The STAC specification nests
Assets (downloadable objects) within an
Item (group of related Assets).
In the CEDA archive, an Item could have 1000s of assets. How do we represent and retrieve Items with large assets counts?
Enabling paginated Asset lists, Item sub-setting and cross-Item Asset search.
Assets are nested objects as part of the item-spec. This provides easy access to the related assets in the context of their item. We interpret an item to be a collection of assets with the same set of properties which are intended to be consumed together. For example:
- A satellite scene
- An aerial image
- A research flight
- A single variable generated a single realisation of a model run
- A time-series product (could be processed satellite data, climate model run, etc.)
Assets for an Item consist of metadata (e.g. thumbnails, ISO19115 records) and data files.
The current approach, nesting these Assets in the Item response works well when:
- The number of Assets is low
- The time period specified is small (when many files span the time period)
Conversely, when the Asset count is high (time-series) and users might want to select a subset, the cost of returning the Item object is high. Extreme examples include:
ECMWF-ERA Datasets 2.5 Degree gridded product is comprised of 133,000 files:
CCI Sea Level L4:
- Full Dataset
An argument could be made to split this into multiple Items using perhaps, decadal/yearly/monthly/daily components, whichever results in a reasonable number of Assets, but this optimises to fit the standard and make it easier for the catalog builder, not the user. In fact, there are two problems with this approach:
- It can lead to duplication across the catalog, where the same data is described in Items that aggregate at different time periods.
- The user is very likely to want to search the full time-series as a single entity. Splitting it into subsets is an artefact of the cataloguing process that makes extra work for end-users - in which they have to aggregate multiple Items themselves.
As a user searching the catalog, it makes sense to return a homogeneous chunk (Item) and have the Assets attached to this object.
Assuming we decide to capture all Assets in a single Item, we need a clean solution for:
- Handling Items with many Assets (e.g. » 100)
- Sub-setting along time - i.e. filtering Assets by time selection
The jump from Collections to Items is done via a link item, using relation
/collections/<collectionId>/items path provides a paginated list of Items.
It follows that Assets could be represented in the same way. i.e.
An aside: aggregation summaries of Assets
In a perfect future, we won’t need to worry about Assets because data services will exist to handle Assets transparently so that the user query/request gets converted into a workflow description and returns only the data payload requested.
In the world of STAC Items, we can expect that service endpoints will be included in the Item record, as aggregated assets. There are some example aggregation formats that might be relevant in this area:
- kerchunk - descriptive files representing an access point for reading multiple data files (Assets)
- Zarr - a cloud-compatible format that separates data access and serialisation for multi-dimensional arrays
But that’s the future - let’s get back to the our proposal…
In order to support Assets as first-class objects in STAC, we propose the following extensions:
SPEC EXTENSIONAdd a link relation “asset” to allow linkage to a separate Asset object.
SPEC EXTENSIONAdd an asset-spec which defines the Asset representation. This follows closely the item-spec, although properties are preferred in the Item. Properties are allowed as per the current asset-spec that can be used for subsetting (e.g. datetime)
API EXTENSIONAdd asset-list to provide
/collections/<collectionId>/items/<itemId>/assetswhich is the list of Assets for a given itemId. This will provide a paginated list of all Assets and is linked to using a link object as part of an Item with relation “asset” .
API EXTENSIONAdd asset-search to allow cross-item searching of individual data files
API EXTENSIONAsset search enables API based sub-setting, using the
Our proposed schemas are available here:
Moving the potentially long list of Assets to a paginated endpoint allows clients to selectively retrieve Assets for Items which have been specifically requested, rather than for all Assets irrespective of their need. This can be represented as a paginated table in user interfaces. Presenting the metadata Assets within the Item record is still useful as it allows the user to dig deeper and understand whether this is the Item they require.

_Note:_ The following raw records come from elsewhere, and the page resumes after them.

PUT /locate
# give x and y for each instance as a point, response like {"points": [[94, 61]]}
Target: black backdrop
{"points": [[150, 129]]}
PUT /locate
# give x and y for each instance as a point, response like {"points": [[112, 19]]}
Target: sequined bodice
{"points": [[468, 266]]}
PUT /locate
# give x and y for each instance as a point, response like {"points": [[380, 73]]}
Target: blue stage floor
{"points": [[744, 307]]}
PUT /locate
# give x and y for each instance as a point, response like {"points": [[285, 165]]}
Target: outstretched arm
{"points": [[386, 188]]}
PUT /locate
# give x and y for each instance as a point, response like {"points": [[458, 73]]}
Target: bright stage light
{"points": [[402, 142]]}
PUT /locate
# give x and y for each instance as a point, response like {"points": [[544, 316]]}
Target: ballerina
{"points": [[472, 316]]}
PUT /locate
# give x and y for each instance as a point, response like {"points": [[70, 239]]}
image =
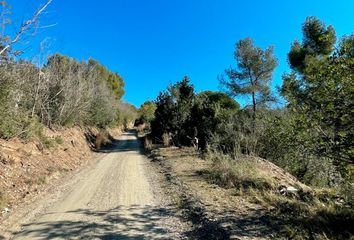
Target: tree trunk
{"points": [[253, 112]]}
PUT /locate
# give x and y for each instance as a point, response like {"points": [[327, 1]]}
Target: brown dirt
{"points": [[29, 169], [117, 196], [217, 212]]}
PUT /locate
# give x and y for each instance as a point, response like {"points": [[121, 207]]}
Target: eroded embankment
{"points": [[27, 169]]}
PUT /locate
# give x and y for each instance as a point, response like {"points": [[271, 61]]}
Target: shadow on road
{"points": [[133, 222]]}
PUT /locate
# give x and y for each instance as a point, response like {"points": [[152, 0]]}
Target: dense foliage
{"points": [[320, 92], [183, 116], [312, 131]]}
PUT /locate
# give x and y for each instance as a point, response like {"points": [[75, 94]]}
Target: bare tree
{"points": [[30, 25]]}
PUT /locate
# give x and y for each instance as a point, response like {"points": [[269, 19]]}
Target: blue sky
{"points": [[152, 43]]}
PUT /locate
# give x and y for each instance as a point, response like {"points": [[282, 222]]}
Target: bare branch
{"points": [[26, 25]]}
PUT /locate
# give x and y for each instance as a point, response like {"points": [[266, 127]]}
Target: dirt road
{"points": [[114, 200]]}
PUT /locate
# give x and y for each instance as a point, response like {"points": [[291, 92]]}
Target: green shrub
{"points": [[240, 173]]}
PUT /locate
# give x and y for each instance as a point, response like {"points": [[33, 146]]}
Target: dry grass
{"points": [[307, 214], [239, 173], [4, 199]]}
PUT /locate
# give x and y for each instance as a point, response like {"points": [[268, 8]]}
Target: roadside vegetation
{"points": [[54, 91], [311, 136]]}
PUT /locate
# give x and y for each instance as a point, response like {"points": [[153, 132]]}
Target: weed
{"points": [[59, 140], [4, 199]]}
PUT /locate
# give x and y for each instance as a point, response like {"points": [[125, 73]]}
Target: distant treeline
{"points": [[311, 135], [62, 92]]}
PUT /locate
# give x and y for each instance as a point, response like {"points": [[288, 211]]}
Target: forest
{"points": [[310, 134], [312, 131]]}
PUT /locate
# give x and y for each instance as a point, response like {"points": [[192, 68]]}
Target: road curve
{"points": [[113, 201]]}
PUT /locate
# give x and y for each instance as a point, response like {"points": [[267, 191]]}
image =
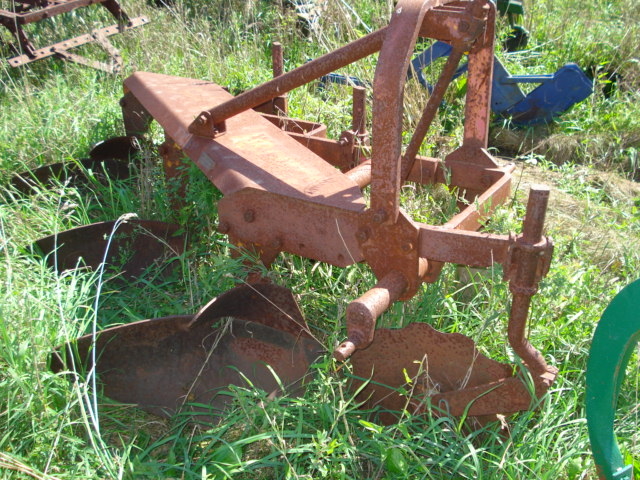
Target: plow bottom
{"points": [[251, 335]]}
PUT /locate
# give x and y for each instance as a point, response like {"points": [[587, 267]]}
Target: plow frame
{"points": [[268, 213]]}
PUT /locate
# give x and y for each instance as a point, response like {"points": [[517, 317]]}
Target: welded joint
{"points": [[527, 263]]}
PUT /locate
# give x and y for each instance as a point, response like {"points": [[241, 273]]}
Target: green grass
{"points": [[54, 111]]}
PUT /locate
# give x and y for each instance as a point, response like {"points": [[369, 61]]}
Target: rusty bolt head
{"points": [[276, 244], [362, 235], [380, 216], [407, 247], [249, 216]]}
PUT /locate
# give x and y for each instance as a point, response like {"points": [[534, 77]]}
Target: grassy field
{"points": [[53, 111]]}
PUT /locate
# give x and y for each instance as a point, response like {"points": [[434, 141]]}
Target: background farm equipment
{"points": [[288, 188], [25, 12], [556, 93]]}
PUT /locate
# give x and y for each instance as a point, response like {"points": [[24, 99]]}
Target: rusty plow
{"points": [[288, 188]]}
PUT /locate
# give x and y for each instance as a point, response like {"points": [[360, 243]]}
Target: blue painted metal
{"points": [[556, 93]]}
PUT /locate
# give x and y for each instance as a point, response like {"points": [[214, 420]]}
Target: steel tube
{"points": [[288, 81], [430, 110], [363, 312]]}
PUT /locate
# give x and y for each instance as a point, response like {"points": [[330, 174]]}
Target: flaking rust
{"points": [[288, 188]]}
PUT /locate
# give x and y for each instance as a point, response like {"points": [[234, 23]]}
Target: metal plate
{"points": [[251, 335], [136, 246]]}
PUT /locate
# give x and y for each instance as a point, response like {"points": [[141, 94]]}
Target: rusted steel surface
{"points": [[258, 155], [417, 367], [108, 160], [136, 246], [310, 230], [165, 364], [288, 188], [207, 123], [26, 12]]}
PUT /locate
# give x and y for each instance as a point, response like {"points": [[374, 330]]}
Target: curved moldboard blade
{"points": [[268, 304], [163, 363], [121, 148], [446, 371], [110, 157], [137, 245]]}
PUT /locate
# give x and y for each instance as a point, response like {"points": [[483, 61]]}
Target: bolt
{"points": [[276, 244], [362, 235], [380, 216], [407, 247], [249, 216]]}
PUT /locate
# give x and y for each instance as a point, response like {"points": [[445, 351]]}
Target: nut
{"points": [[249, 216]]}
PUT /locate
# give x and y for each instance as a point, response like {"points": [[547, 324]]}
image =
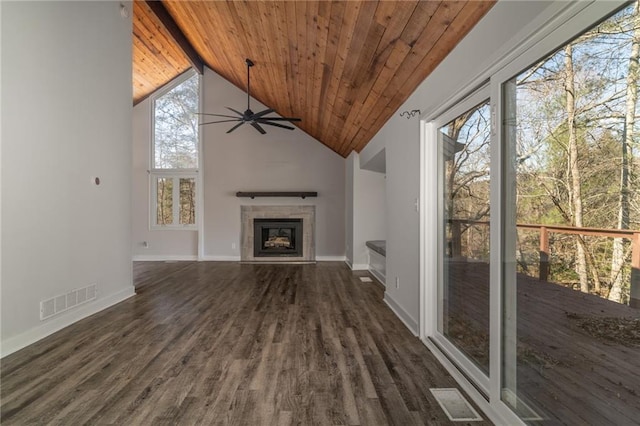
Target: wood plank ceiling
{"points": [[344, 67]]}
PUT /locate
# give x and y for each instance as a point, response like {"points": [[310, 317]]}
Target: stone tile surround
{"points": [[306, 213]]}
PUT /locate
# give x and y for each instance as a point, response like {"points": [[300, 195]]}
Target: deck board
{"points": [[564, 373]]}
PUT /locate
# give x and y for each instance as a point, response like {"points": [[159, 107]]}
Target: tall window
{"points": [[175, 155]]}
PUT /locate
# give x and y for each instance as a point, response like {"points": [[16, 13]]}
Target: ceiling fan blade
{"points": [[235, 127], [236, 111], [261, 113], [258, 127], [219, 121], [281, 118], [276, 125], [216, 115]]}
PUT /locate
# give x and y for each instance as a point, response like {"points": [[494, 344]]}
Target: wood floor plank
{"points": [[230, 344]]}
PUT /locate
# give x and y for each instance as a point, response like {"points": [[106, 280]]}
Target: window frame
{"points": [[175, 173]]}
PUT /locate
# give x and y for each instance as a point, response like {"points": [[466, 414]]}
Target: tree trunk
{"points": [[574, 171], [617, 258]]}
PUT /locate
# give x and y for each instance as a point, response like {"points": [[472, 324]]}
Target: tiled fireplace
{"points": [[277, 233]]}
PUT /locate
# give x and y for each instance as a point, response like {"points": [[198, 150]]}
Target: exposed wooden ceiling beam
{"points": [[163, 15]]}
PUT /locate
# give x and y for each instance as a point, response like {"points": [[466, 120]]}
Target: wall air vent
{"points": [[58, 304]]}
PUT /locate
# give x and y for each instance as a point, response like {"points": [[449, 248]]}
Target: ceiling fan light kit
{"points": [[255, 119]]}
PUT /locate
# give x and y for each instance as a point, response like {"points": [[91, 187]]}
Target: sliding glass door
{"points": [[463, 139], [536, 265]]}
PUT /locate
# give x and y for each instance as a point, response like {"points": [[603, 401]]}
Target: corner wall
{"points": [[66, 115], [366, 211]]}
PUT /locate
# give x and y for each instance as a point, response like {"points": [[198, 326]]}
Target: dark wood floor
{"points": [[225, 343]]}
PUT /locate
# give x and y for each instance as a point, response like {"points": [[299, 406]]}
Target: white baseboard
{"points": [[407, 319], [470, 389], [330, 258], [378, 276], [162, 257], [357, 266], [49, 327], [220, 258]]}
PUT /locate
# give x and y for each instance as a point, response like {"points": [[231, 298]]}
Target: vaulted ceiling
{"points": [[344, 67]]}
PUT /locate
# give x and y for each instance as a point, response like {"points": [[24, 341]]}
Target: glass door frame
{"points": [[561, 23], [475, 374]]}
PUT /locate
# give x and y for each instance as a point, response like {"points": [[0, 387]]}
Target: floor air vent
{"points": [[64, 302], [455, 405]]}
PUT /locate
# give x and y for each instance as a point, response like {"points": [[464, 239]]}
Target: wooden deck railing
{"points": [[545, 230]]}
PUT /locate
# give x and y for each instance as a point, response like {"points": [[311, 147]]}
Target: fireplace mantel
{"points": [[301, 194]]}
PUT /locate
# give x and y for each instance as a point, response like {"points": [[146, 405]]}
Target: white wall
{"points": [[161, 244], [66, 115], [505, 26], [281, 160], [366, 211]]}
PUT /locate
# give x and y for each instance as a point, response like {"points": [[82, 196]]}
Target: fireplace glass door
{"points": [[277, 237]]}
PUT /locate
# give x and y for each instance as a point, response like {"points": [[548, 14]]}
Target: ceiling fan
{"points": [[253, 118]]}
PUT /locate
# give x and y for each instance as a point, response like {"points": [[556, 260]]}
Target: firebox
{"points": [[277, 237]]}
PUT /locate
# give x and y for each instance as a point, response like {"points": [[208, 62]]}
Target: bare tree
{"points": [[618, 255]]}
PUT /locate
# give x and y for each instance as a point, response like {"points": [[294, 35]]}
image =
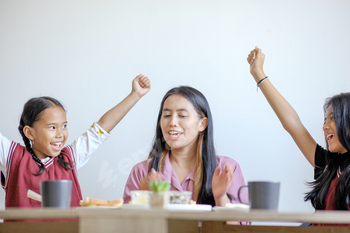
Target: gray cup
{"points": [[56, 193], [262, 195]]}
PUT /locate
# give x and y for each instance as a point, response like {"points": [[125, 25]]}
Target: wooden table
{"points": [[86, 220]]}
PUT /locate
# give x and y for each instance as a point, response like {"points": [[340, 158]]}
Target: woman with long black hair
{"points": [[184, 154], [331, 188]]}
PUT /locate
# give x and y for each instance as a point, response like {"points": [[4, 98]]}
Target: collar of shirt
{"points": [[170, 175]]}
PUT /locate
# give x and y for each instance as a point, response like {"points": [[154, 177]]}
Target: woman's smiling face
{"points": [[49, 133], [180, 123]]}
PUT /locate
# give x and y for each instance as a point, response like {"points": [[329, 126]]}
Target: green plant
{"points": [[159, 186]]}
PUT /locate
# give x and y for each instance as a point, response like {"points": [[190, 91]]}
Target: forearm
{"points": [[111, 118], [284, 111], [222, 201]]}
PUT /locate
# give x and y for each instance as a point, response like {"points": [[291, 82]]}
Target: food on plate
{"points": [[192, 202], [88, 201], [177, 197]]}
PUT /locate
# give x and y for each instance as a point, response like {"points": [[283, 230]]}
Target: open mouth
{"points": [[174, 134], [56, 146]]}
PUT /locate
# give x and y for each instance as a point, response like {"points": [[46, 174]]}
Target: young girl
{"points": [[43, 127], [183, 153], [331, 188]]}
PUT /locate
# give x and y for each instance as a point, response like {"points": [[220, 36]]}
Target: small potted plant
{"points": [[159, 197]]}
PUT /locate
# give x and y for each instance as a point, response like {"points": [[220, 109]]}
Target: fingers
{"points": [[251, 57], [153, 175], [217, 171], [144, 81]]}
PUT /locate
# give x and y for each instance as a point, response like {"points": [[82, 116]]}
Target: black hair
{"points": [[31, 114], [205, 147], [334, 161]]}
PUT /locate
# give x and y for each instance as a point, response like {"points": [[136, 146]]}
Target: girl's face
{"points": [[330, 132], [180, 123], [49, 133]]}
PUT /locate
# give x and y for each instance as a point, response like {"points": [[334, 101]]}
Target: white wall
{"points": [[86, 53]]}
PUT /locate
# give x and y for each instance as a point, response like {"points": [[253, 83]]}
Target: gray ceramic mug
{"points": [[262, 195], [56, 193]]}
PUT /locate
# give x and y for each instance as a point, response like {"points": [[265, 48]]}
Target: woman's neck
{"points": [[183, 158]]}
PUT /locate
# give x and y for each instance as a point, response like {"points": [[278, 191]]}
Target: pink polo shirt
{"points": [[140, 170]]}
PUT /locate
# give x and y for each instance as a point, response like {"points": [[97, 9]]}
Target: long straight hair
{"points": [[335, 161], [32, 111], [206, 158]]}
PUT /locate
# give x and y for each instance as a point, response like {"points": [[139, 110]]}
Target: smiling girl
{"points": [[331, 188], [43, 127], [183, 153]]}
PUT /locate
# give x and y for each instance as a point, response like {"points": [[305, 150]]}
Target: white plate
{"points": [[233, 207], [198, 207], [134, 206], [97, 207]]}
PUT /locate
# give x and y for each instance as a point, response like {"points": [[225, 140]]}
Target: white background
{"points": [[86, 53]]}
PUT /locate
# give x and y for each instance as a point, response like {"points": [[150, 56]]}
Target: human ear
{"points": [[28, 132], [203, 124]]}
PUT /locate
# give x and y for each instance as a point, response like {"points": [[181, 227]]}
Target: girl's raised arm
{"points": [[284, 111], [140, 86]]}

Asset search allows for filtering, either within an item (e.g date-time or role to retrieve only data Assets) or cross-Item selection, where a subset of related Assets from different Items might be desired. In the first case, all Assets point back to a single Item record. In the latter case, Assets may point back to a number of different Items (potentially in different Collections).
The power of Asset-level search is that the user can search dimensions of the “data hypercube” that yields a true intersect of relevant content, rather than being constrained by the limitations of how items are defined in a particular STAC catalog. A single search gets the results that are otherwise gained from repeated search-and-filter operations, thereby streamlining the discovery process.
Whilst many catalog managers, and scientific domains, may not need Asset-level search, it is a powerful solution for managing large archive or heterogeneous environmental data. We intend to implement it in our emerging STAC solution for CEDA. We also expect it to meet the needs of the next generation of Earth System Grid Federation (ESGF) Search system in the near future.